Holding a huge photograph with both hands raised high, I wove my way through the photography lab around students, worktables and computer stations, with my eyes transfixed on the image before my face, like I was waltzing with a tall lover. Fourteen times I lifted a new larger-than-life-sized photo from the printer, and danced across the crowded room, admiring my work as I carried each piece to the wall, to be hung.
“Behind you,” I chirped, passing my classmates. “Ooooops, excuse me,” I cheeped. “It’s so amazing to see these enlarged,” I crowed to students I’d never met who, attracted by the display, stopped to congratulate me. “Harry, can you take a picture of me and my photos?” I asked my photography instructor. Hiding my glasses behind my back, I smiled at the camera thinking, this is too much fun. This is scary.
At the end of class I bundled my fourteen huge prints into a humongous folder, and drove home singing. And the next two nights, I was hunched over my computer doing more work, staying up past midnight both nights. I would allow myself only small doses of happiness. I couldn’t stop working; I needed to keep striving.
What is joy anyway, this thing I’m supposedly always on the lookout for? I keep advocating for living joyfully, but I’m always worried something bad will follow, that my happiness might be taken away. Maybe I’m afraid I’m not worthy of happiness. Or maybe joy seems too frivolous for a mother whose daughter died.
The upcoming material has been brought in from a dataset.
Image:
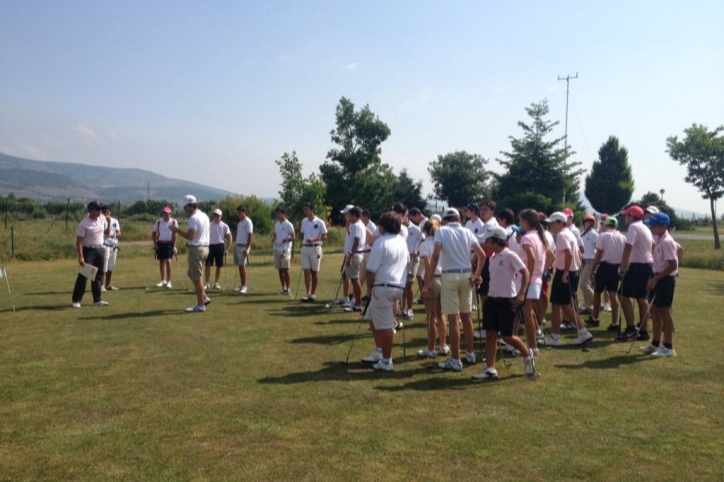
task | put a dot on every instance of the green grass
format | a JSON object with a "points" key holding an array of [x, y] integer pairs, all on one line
{"points": [[254, 390]]}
Depression, you’re saying. But, am I not entitled to a little depression after that?
A little sticky-note on my computer’s keyboard says, “I deserve joy.” It sits below the fortune from a Chinese fortune cookie that, between two tiny smiley faces, reads “All your hard work will soon be paid off.”
With all our wishing and wanting, you’d think we would learn to grab every opportunity for joy with two hands raised high and hanging on. You’d think we’d be waltzing with whatever joy comes our way for all the crazy, blessed, depressed or high-flying time we have left.
What gives you joy? How do you hang on to it? And how would you help someone who’s afraid of being too happy?